Sarah* is also requesting full tuition coverage from colleges, mainly because her siblings will also be applying to college soon.

“I probably don’t need a full ride but, it would be helpful to have one because my little sister is going to be in college in two years, and my little brother is either going to be going [to Harvard-Westlake] or another private school, and education is very expensive,” Sarah said. “If I didn’t have siblings, it probably would be easier to pay for college, but since we’re all going through everything at the same time, it makes everything much more expensive.”

Many students who need aid don’t apply anywhere early decision so they’ll be able to compare financial aid packages from several schools. Sometimes, though, it’s worth it for these students to apply early anyway, Graham said.

“The conventional wisdom is absolutely not [to apply early],” said Graham. “But my thing is if [a student] is targeting one of those 60 schools, and they know that ‘If I can just crack this college, they’re going to give me a terrific financial aid package,’ then the best shot for that school might be early decision.”

Some families that need help paying for college have annual incomes too high to qualify them for need-based financial aid. In this case, students may seek out work/study options or merit-based aid. The problem is that many schools that students at Harvard-Westlake are interested in don’t give merit aid.

“We can steer people towards schools that traditionally give high levels of merit aid because a lot of our families don’t have a need, but they belong in that middle group that says, ‘We can pay for it, but it is not easy to pay for it,’” upper school dean Beth Slattery said. “That’s challenging because a lot of the schools our kids want to go to don’t give a lot, if anything, in the way of merit aid. So you can steer them to schools that might give merit aid, but they might not be happy about those schools.”

Morganne Ramsey ’14 is a current freshman at the University of Chicago and received both financial aid in the form of grants and a $20,000 merit scholarship. Ramsey is also currently applying for campus jobs so she can have some spending money.

“I think a lot of people are on aid,” Ramsey said. “But also, I think everyone here kind of hates asking their parents for money, so everyone complains about how much everything costs.”

Ramsey was one of the 18 percent of students at Harvard-Westlake who received financial aid. Harvard-Westlake was more generous with aid than her college, she said.

“I got more stuff,” Ramsey said. “[At UChicago] it’s just my tuition and my dorm.
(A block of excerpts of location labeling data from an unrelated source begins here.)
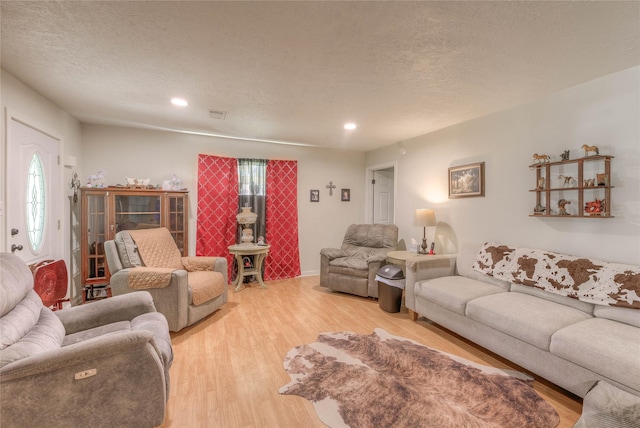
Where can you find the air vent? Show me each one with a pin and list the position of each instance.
(217, 114)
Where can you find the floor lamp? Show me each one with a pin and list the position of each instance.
(424, 218)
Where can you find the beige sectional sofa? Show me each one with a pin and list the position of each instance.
(515, 302)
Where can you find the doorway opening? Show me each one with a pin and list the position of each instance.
(381, 183)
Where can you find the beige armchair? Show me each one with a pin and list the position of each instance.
(184, 289)
(103, 364)
(352, 268)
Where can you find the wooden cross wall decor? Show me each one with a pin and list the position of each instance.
(330, 186)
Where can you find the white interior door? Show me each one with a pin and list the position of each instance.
(383, 196)
(33, 193)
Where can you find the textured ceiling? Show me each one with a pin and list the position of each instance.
(297, 71)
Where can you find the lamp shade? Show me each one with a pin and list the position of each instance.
(424, 218)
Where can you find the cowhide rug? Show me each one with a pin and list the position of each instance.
(381, 380)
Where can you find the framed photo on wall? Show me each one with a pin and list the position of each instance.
(466, 180)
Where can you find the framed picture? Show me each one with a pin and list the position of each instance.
(466, 180)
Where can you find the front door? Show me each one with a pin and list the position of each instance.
(383, 196)
(33, 193)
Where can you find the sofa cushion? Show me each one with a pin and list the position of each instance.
(608, 406)
(453, 292)
(466, 261)
(46, 334)
(567, 301)
(154, 322)
(17, 282)
(525, 317)
(90, 333)
(350, 263)
(603, 346)
(371, 235)
(157, 248)
(21, 320)
(625, 315)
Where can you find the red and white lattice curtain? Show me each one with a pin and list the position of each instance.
(218, 197)
(282, 220)
(217, 207)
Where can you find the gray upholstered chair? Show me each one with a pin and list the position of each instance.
(103, 364)
(352, 268)
(184, 289)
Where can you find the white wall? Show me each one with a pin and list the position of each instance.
(23, 102)
(604, 112)
(128, 152)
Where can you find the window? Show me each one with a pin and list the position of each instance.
(36, 203)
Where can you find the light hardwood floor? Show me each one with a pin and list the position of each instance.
(227, 369)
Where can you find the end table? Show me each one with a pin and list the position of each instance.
(259, 252)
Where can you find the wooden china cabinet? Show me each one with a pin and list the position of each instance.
(108, 210)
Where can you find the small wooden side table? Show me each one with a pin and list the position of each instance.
(259, 252)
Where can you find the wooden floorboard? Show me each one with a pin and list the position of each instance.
(227, 369)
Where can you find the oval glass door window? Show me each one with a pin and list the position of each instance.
(35, 203)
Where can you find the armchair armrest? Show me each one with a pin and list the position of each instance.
(107, 311)
(376, 258)
(197, 263)
(80, 353)
(333, 253)
(122, 371)
(420, 268)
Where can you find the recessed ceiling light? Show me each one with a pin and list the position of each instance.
(180, 102)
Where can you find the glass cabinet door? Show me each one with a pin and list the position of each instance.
(95, 233)
(137, 212)
(175, 221)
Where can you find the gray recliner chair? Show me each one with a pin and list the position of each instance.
(352, 268)
(184, 289)
(102, 364)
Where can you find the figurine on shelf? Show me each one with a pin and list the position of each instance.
(97, 180)
(541, 158)
(562, 203)
(568, 181)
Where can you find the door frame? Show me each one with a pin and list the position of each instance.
(369, 193)
(57, 193)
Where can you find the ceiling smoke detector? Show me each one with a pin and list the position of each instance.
(217, 114)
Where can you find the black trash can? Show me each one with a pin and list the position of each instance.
(390, 280)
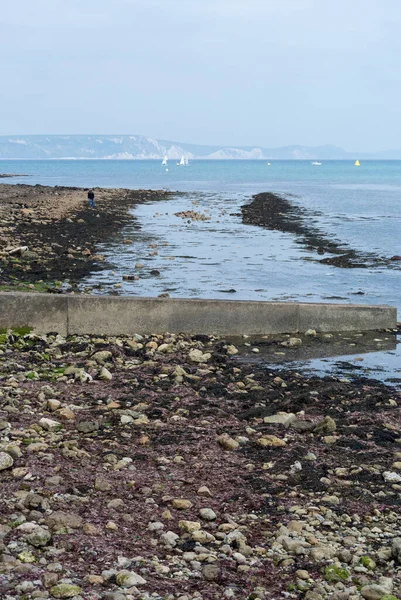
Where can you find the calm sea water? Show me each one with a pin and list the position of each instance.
(358, 206)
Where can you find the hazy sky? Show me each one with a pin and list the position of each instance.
(233, 72)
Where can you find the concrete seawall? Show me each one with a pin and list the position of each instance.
(110, 315)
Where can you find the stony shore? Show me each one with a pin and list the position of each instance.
(168, 468)
(49, 234)
(282, 214)
(164, 468)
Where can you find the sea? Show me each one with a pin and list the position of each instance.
(358, 207)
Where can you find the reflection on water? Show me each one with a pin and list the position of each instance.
(351, 354)
(223, 258)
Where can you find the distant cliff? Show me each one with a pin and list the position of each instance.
(141, 147)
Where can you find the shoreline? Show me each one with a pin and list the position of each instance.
(60, 231)
(162, 465)
(274, 212)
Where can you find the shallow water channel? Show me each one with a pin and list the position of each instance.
(223, 258)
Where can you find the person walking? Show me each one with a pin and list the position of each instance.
(91, 199)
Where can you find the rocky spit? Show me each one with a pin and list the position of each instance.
(164, 467)
(49, 234)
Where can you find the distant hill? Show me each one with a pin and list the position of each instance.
(141, 147)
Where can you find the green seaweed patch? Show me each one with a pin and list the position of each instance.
(25, 286)
(368, 563)
(21, 331)
(334, 574)
(32, 375)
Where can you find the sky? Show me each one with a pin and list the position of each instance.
(229, 72)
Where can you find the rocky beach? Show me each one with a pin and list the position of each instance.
(49, 234)
(173, 467)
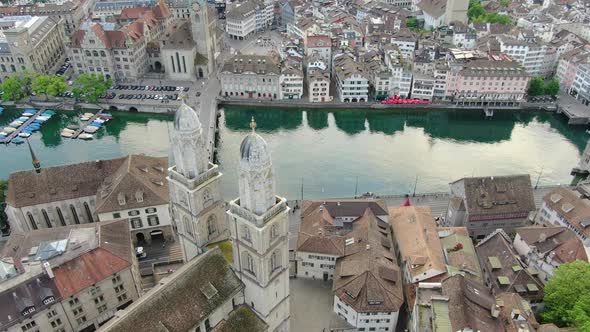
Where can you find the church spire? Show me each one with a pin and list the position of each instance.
(36, 163)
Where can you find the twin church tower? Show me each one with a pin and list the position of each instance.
(256, 220)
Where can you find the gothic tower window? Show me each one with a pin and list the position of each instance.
(274, 262)
(246, 234)
(46, 217)
(32, 220)
(211, 225)
(61, 216)
(88, 213)
(249, 263)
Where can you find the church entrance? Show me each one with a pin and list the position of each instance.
(140, 238)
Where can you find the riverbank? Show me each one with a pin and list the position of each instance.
(302, 104)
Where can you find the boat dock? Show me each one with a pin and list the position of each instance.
(14, 134)
(82, 126)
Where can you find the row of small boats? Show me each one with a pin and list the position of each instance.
(29, 126)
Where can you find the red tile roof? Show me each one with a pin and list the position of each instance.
(86, 270)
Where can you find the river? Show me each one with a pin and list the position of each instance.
(386, 152)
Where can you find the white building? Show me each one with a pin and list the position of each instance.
(564, 207)
(546, 248)
(351, 82)
(423, 87)
(250, 76)
(318, 83)
(196, 203)
(132, 187)
(291, 83)
(259, 230)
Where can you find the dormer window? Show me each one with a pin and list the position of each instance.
(139, 196)
(121, 199)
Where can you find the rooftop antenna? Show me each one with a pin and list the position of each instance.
(36, 163)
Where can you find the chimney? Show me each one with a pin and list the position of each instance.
(47, 268)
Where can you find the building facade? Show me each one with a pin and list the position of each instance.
(259, 230)
(195, 195)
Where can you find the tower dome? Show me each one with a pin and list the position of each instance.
(257, 187)
(186, 118)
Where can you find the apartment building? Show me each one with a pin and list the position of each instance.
(487, 82)
(546, 248)
(487, 203)
(131, 187)
(352, 82)
(325, 225)
(246, 18)
(206, 284)
(530, 54)
(32, 43)
(250, 76)
(505, 272)
(291, 83)
(567, 208)
(318, 83)
(367, 280)
(417, 244)
(68, 279)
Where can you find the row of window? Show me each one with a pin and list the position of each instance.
(60, 216)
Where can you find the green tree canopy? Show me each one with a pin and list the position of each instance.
(13, 88)
(89, 87)
(536, 87)
(567, 299)
(552, 87)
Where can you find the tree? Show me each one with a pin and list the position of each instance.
(566, 299)
(40, 84)
(412, 23)
(13, 88)
(536, 87)
(89, 87)
(552, 87)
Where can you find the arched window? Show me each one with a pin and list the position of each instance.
(32, 220)
(274, 232)
(46, 217)
(275, 262)
(74, 214)
(61, 216)
(88, 213)
(249, 264)
(246, 234)
(211, 225)
(207, 199)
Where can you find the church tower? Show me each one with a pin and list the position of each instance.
(259, 229)
(204, 26)
(197, 208)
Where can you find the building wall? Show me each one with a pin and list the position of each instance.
(100, 302)
(315, 266)
(250, 85)
(319, 91)
(19, 219)
(162, 213)
(374, 321)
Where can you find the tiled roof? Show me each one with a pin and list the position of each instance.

At Harvard-Westlake, it was my tuition and my books and any incidental charges I accrued over the years.”

That generosity at the high school level can be a problem when families are applying to college, Slattery said.

“The biggest issue that families here have is that we tend to be more generous with financial aid than colleges will be,” Slattery said. “So a number of families who got something from us expect something from colleges because they’re even more expensive than we are, but their standards are different, and they ask for more information.”

Harvard-Westlake doesn’t keep statistics on how many students apply for financial aid in college because many families prefer to keep that information private.

“If they want me to help them with financial aid, then I’m going to know their income, and people are very sensitive about spreading things around,” Slattery said. “And families here for who at one point, and this especially happened during the recession, money was never an issue, and then circumstances changed significantly – that can be incredibly burdensome for them.”